Tali parole distolsero la ragazza che si voltò e incrociò lo sguardo dolce e luminoso nel viso rugoso dell’anziana signora, che gentilmente la portò a casa sua e le preparò una buona colazione: pane caldo appena sfornato, burro, marmellata di fichi fatta in casa, latte e un ottimo caffè. Per la prima volta Giulia si sentì a suo agio, in famiglia. La casa di Carmela, questo era il nome della vecchia signora, non era molto lontana da quella di lei. Giulia si sorprese perché non si apriva mai con nessuno, poco anche con sua madre, ma parlare a Carmela era come parlare a se stessa. Le raccontò la sua storia, la sua vita. La canuta signora l’ascoltò attentamente senza giudicare; anche lei era sola, aveva perso il marito ormai da una decina di anni. Viveva con la pensione di lui, nella semplicità, facendo della propria esperienza di vita e delle proprie sofferenze la via maestra per vivere in pace quello che le restava da vivere. Con l’aiuto dei suoi figlie e nipoti, coltivava prodotti biologici che le permettevano di nutrirsi, di pagare le tasse e di sopravvivere nella terra che l’aveva partorita e dove lei sarebbe ritornata dopo la morte. Le due donne parlarono a lungo e i loro colloqui iniziarono a divenire quotidiani e lieti. Oltre alle chiacchiere, Giulia iniziò ad aiutare Carmela in campagna; lì riscoprì la terra, le zolle rosse, le proprie radici, le origini della famiglia, l’amore verso se stessa. Decise di mettere mano anche al piccolo pezzo di terra dei nonni vicino la sua casa, abbandonato e apparentemente privo di vita. Iniziò a zappare, a rimuovere la terra, a toccarla, a seminarla.

Zappava con forza, specie le zolle più aride. In quella forza iniziò a buttare fuori la sua rabbia, il suo rancore, il suo autolesionismo. Si stancava sempre di più. Zappava anche con il sole rovente, sfidando la paura di sfidarsi.

Ad ogni crisi che aveva, lei zappava e seminava ascoltando i suoni, gli odori di una natura che le parlava. Iniziò a riconciliarsi con Madre Terra, iniziò a ritrovarsi, a trovare il coraggio, la volontà di affrontare, di cambiare. Mise tutta se stessa in ogni seme donato alla terra, sciogliendo il ricordo, il dolore, l’abbandono, la sua non vita per una nuova vita.

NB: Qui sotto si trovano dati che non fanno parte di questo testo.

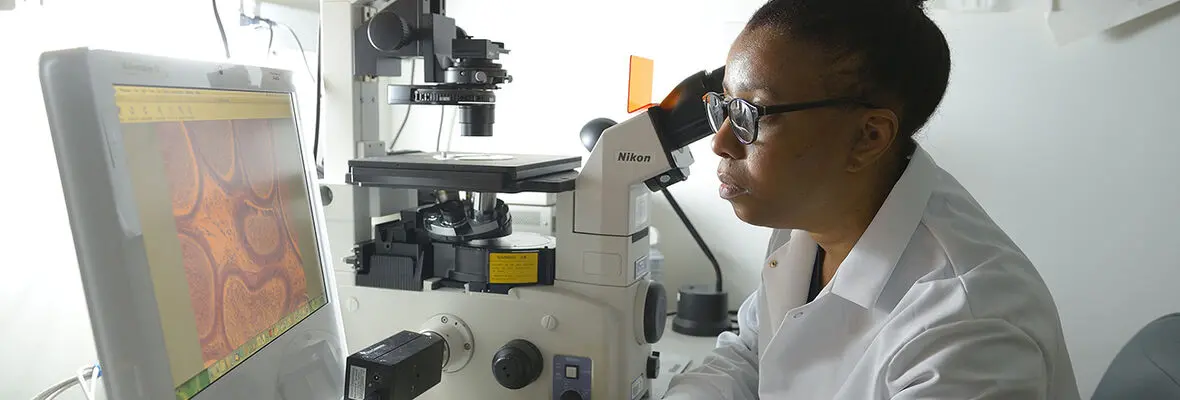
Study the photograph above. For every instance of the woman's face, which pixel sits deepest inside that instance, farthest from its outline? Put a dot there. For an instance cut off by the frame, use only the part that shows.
(794, 171)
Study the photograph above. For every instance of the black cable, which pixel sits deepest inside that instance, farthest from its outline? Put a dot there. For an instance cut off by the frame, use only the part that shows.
(692, 230)
(319, 96)
(438, 143)
(270, 39)
(406, 117)
(221, 28)
(297, 43)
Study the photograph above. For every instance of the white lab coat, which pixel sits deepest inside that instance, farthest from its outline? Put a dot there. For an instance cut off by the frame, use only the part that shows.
(933, 302)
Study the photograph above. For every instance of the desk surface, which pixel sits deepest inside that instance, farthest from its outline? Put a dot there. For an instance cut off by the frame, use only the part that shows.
(676, 352)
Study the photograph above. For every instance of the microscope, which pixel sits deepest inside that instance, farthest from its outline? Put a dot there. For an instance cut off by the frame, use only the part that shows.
(447, 301)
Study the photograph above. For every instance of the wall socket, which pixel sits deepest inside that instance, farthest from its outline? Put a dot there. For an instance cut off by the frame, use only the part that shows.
(971, 5)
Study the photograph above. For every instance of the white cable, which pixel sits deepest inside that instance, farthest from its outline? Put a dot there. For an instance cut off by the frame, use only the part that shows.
(79, 379)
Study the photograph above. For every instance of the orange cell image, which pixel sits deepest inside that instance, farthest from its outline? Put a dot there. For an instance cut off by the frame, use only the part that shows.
(241, 258)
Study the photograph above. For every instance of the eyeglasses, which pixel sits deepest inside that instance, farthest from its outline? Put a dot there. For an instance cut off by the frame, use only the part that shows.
(743, 116)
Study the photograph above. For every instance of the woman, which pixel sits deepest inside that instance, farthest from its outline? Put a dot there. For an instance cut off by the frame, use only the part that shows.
(885, 280)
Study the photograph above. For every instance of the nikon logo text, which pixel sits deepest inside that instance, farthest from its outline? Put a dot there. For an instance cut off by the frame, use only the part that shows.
(630, 157)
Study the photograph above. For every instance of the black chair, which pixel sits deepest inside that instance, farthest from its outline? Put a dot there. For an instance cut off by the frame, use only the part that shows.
(1147, 367)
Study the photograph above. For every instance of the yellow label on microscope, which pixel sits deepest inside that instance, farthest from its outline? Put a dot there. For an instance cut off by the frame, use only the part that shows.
(512, 268)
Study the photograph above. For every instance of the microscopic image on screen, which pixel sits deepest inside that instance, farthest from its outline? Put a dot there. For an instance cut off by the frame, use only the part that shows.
(242, 263)
(221, 188)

Le crisi diminuirono e con esse anche il desiderio di farsi del male.

La campagna e il mare le parlavano ogni giorno. Nuova aria nelle narici.

Il ricordo di Giacomo era in lei, ma con esso c’era anche l’accettazione della morte compagna naturale della vita.

“Mamma, domani sono a Milano, starò una settimana, il tempo di chiudere alcune cose sospese. Ti racconterò al mio rientro. Non sono ancora guarita, le ombre a volte sono in agguato, ma ora ho scoperto la mia luce. Non è mai stata colpa tua. Ero, sono io. Ti voglio bene mamma” scrisse Giulia in un sms.

Si guardò allo specchio, per la prima volta si vide bella.

L’estate era ormai trascorsa, l’aria settembrina sfumava i forti colori della terra del sud, la rinascita di Giulia era iniziata.